Many homeowners have been there: We wonder why our electric bills are so high or our appliances are suddenly performing poorly. In these situations, you may consider repairs and upgrades – or simply replace the appliance.
Along with improved performance, better efficiency motivates many homeowners to take the step, especially as newer models come with energy-saving features. Considering appliances alone account for 13 to 20 percent of your home’s total energy consumption, you could see larger savings down the road.
Just how much could that be? According to figures from the EPA, newer, more efficient models use anywhere from 10 to 50 percent less energy and water. But, better performance and a greater return on your investment can vary with the type of appliance.
By default, air conditioners built today consume less energy than they did 20 years ago. Yet, many homeowners hold onto these older models. How can you tell if the system is more efficient? New models come with a number indicating their energy efficient ratio (EER) or measure of the system’s efficiency. Modern options typically rate 11 or higher, while something decades old typically has an EER of 6 or 7. Making the replacement automatically reduces how much energy your home uses to cool your rooms.

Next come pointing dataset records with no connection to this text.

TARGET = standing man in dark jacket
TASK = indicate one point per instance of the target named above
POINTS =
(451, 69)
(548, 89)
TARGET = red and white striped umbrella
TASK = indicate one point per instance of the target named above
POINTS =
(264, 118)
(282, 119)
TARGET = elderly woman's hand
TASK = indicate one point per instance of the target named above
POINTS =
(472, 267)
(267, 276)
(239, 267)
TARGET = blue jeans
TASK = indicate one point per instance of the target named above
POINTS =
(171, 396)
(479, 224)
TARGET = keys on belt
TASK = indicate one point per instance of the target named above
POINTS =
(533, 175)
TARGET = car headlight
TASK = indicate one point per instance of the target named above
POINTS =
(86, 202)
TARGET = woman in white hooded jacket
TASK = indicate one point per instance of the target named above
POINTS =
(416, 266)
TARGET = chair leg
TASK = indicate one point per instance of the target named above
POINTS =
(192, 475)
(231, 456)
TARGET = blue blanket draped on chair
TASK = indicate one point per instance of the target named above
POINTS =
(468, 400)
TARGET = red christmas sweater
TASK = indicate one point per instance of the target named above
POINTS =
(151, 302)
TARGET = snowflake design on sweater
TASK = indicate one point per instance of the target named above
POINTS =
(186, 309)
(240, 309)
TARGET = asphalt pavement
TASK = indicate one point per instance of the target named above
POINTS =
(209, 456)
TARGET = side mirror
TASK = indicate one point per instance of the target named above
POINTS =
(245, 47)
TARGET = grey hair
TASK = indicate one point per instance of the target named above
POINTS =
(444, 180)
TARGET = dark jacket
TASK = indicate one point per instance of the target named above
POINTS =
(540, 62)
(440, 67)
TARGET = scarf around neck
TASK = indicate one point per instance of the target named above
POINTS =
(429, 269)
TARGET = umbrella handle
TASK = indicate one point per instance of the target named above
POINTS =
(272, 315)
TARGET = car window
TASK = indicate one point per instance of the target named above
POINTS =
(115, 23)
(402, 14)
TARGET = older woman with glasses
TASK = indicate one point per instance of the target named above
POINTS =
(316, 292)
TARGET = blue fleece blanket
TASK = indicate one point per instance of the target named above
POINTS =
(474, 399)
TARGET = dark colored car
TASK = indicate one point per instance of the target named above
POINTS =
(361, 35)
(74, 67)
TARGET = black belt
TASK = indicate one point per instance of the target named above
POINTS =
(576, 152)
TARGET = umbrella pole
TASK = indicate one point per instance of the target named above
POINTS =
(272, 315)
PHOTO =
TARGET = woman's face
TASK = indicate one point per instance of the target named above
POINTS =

If you were to break down your home’s energy consumption by appliance, refrigerators typically account for one-third of the total amount. Percentages go up if your refrigerator is more than 20 years old and doesn’t comply with the EPA’s ENERGY STAR® program. Switching to a newer model – and one aligning with the EPA’s standards – is said to reduce related costs by 50 percent on average.
Switching to a dishwasher with an ENERGY STAR® rating can also result in significant savings: Up to 25 percent! Newer models perform better using less water – just 5.8 gallons per cycle, compared to 10 gallons for older models – and place fewer demands on your home’s water heater. As a bonus, you’ll find it tends to run more quietly.
Washer and Dryer
Of this pair, shift your focus to the washer, as dryer performance offers minimal energy savings. By contrast, energy-efficient washers can reduce consumption by half and, like your dishwasher, drastically reduce the amount of water used – anywhere from 15 to 22 gallons per load.
Hot Water Heater
Another energy-consuming appliance, your hot-water heater makes up 25 percent of your monthly bill and, like other home appliances, has newer energy-friendly alternatives. While an upgrade will result in sizeable savings, cost is another factor to consider. Newer hot water heaters are priced at $1,200 on average, making them a high-dollar upgrade. As a solution, home improvement experts recommend repairs like additional insulation and regular maintenance to improve performance and increase savings.